• Sonuç bulunamadı

Akıllı turizmde alt yapı olarak teknolojinin kullanılması, sektörü, geliştirilen bilgi ve iletişim teknolojisi araçlarını turizmde uygulanmaya itmiştir. Günümüzdeki işletmelerin verileri elde etme, işleme ve organize etmede kullandıkları teknolojiler

turizm sektöründe de yoğun bir şekilde kullanılmakta, hatta akıllı turizm kavramının yapı taşını oluşturmaktadır. Bu bağlamda akıllı turizmde kullanılan teknolojiler; nesnelerin interneti, RFID, sensörler, bulut bilişim ve büyük veri olarak sıralanabilir.
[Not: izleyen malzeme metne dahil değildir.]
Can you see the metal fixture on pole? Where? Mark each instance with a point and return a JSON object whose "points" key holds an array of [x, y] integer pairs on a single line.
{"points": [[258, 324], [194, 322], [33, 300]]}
2.4.1. Nesnelerin İnterneti

Nesnelerin interneti (IoT) kavramı, internet bağlantısı ve bilgi işlem yeteneğinin çeşitli nesneler ve aygıtlara yayılmasını tanımlamak için kullanılmaktadır (Mulani & Pingle, 2016: 1). Madakam (2015: 250) nesnelerin interneti kavramını, kendini otomatik olarak organize etme, bilgi paylaşma, veri ve kaynak sağlama, yüz durumlarında tepki verme ve hareket etme ve çevrede değişiklik yapma kapasitesine sahip açık ve kapsamlı bir akıllı nesneler ağı olarak tanımlamaktadır. Kevin Ashton’ın (Ashton, 2009) 1999 yılında ilk defa telaffuz ettiği bu kavramın çıkış noktası 1991 yılında bir grup akademisyenin kahve makinasındaki kahve miktarını görebilmek için geliştirdiği sistem olarak kabul edilmektedir (Stafford- Fraser, 1995; Kutup, 2011: 151)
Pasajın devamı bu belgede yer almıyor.